A Fictional Hierarchy
There seems to be a consensus which says that literary fiction is first and foremost about themes and that commercial fiction has character, plot and setting at the forefront. There also seems to be an apparent hierarchy to the above elements of fiction which places themes above the other three. And this gives rise to a belief that literary fiction, by concentrating mainly on theme, is written by more intelligent authors for more intelligent readers.
An Artificial Divide
But I’ve never really got the divide between literary and commercial fiction. It seems artificial and rather snobbish to me. As a reader I’m looking for a good read and I’ve found great books on both the alleged sides. And, as an author of contemporary fiction, I don’t sit down to write a literary or a commercial book. I set out to write a book.
Basic Story Writing Includes Themes
When I was a primary school teacher, teaching my pupils how to write stories, I highlighted all four ingredients: character, plot, setting and theme. I didn’t see one of those elements as more important or requiring more intelligence to develop. And as a professional writer, I still don’t.
What became obvious with my pupils was that everyone differed in their preferred element for getting their story started. Some loved to start with a character and that was what led everything else. Others preferred setting and so on. And there were some who were just plain inspired by whatever.
But what they were all aiming for was to write a good story and to impress their teacher.
And in my own writing, the same four elements are equally crucial when I’m creating a story. I play around with them all in my novels. For me, it’s usually a character who comes first and then, as I get to know that character, the setting and plot suggest themselves and the themes just appear.
But like my pupils, my overall aim is to write a good story that will impress my readers.

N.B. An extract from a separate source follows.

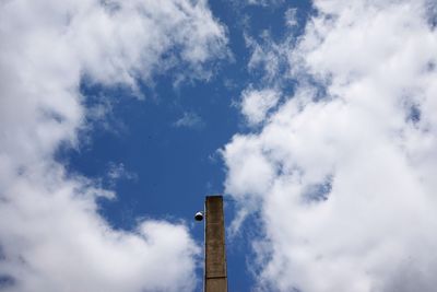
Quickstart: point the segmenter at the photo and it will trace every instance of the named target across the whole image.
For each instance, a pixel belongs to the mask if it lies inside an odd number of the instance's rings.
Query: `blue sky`
[[[434,292],[437,5],[0,3],[0,290]],[[322,279],[322,281],[320,280]]]
[[[107,175],[110,163],[122,164],[127,172],[135,174],[134,178],[121,176],[114,183],[117,199],[99,201],[101,213],[117,229],[131,230],[138,218],[184,220],[196,241],[203,243],[203,226],[192,223],[193,213],[203,208],[205,195],[225,192],[225,166],[218,151],[236,132],[250,130],[237,103],[240,92],[262,74],[249,72],[246,67],[251,51],[245,34],[259,39],[263,32],[269,32],[274,39],[282,39],[287,33],[284,16],[287,9],[298,11],[296,30],[310,13],[307,1],[269,8],[214,1],[210,7],[227,27],[232,51],[232,58],[213,65],[211,80],[175,86],[172,73],[158,75],[153,87],[142,84],[144,100],[137,98],[129,90],[107,90],[86,81],[82,85],[82,93],[90,96],[90,106],[99,98],[120,98],[110,113],[108,127],[115,130],[105,129],[97,121],[88,143],[78,150],[62,150],[59,159],[70,172],[102,179],[105,187],[110,180]],[[199,120],[177,126],[186,113]],[[233,199],[226,199],[226,205],[229,224],[235,217]],[[248,240],[256,231],[248,227],[241,233],[245,235],[227,243],[231,291],[249,291],[253,285],[253,276],[246,265],[252,254]],[[198,277],[202,277],[201,269]],[[199,285],[197,291],[201,290]]]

However, although I don’t set out first and foremost to address a particular theme, like I said, themes do appear and they become integral to the whole.
In Change of Life, the characters must deal with the themes of marriage, family life, secrets and mortality as their stories play out. In Displacement it is bereavement, belonging and relationships, as well as the politics of war that drive the plot. And in my children’s novel, The Silver Locket, the story of the three main characters’ time travelling mission deals with friendship, bullying, the loss of a parent, and increasing independence from adults.
And in my work-in-progress, Settlement, which is the sequel to Displacement, the themes are commitment, purpose, love and the politics of peace.
There is also, in my adult fiction, an over-riding theme, and that is – there is life after the age of 45. All the main themes of life persist into middle-age and beyond. Life is as messy, interesting, frustrating and wonderful at 60 as it is at 20.
Whether this insight in particular, or my use of theme in general in my writing makes me a literary type author, I’ve no idea and doesn’t particularly concern me. But I hope I do produce a good read.
What themes do you most like to read or write about? And do you differentiate between literary and commercial fiction? Please do leave your comments below.
5 thoughts on “Themes: Not Just for Literary Fiction”
Great piece Anne. I quite like literary fiction, and I always feel superior when I read any! But, you are right, a good story is more important.
Thanks George, for visiting and commenting. Always appreciate it.
I’m not sure if it’s a theme or part of plot, but I love stories where people find kindness in unexpected places, including in themselves
Both of my books have themes of aging, and finding meaning in our lives, but most of all, they’re about how we relate to one another. Listening, patience, respect, says one of my characters. Even though in the first book, there’s a bit of impatience!
Hi Mary, thanks for reading and commenting. And thanks too for sharing your own books’ themes.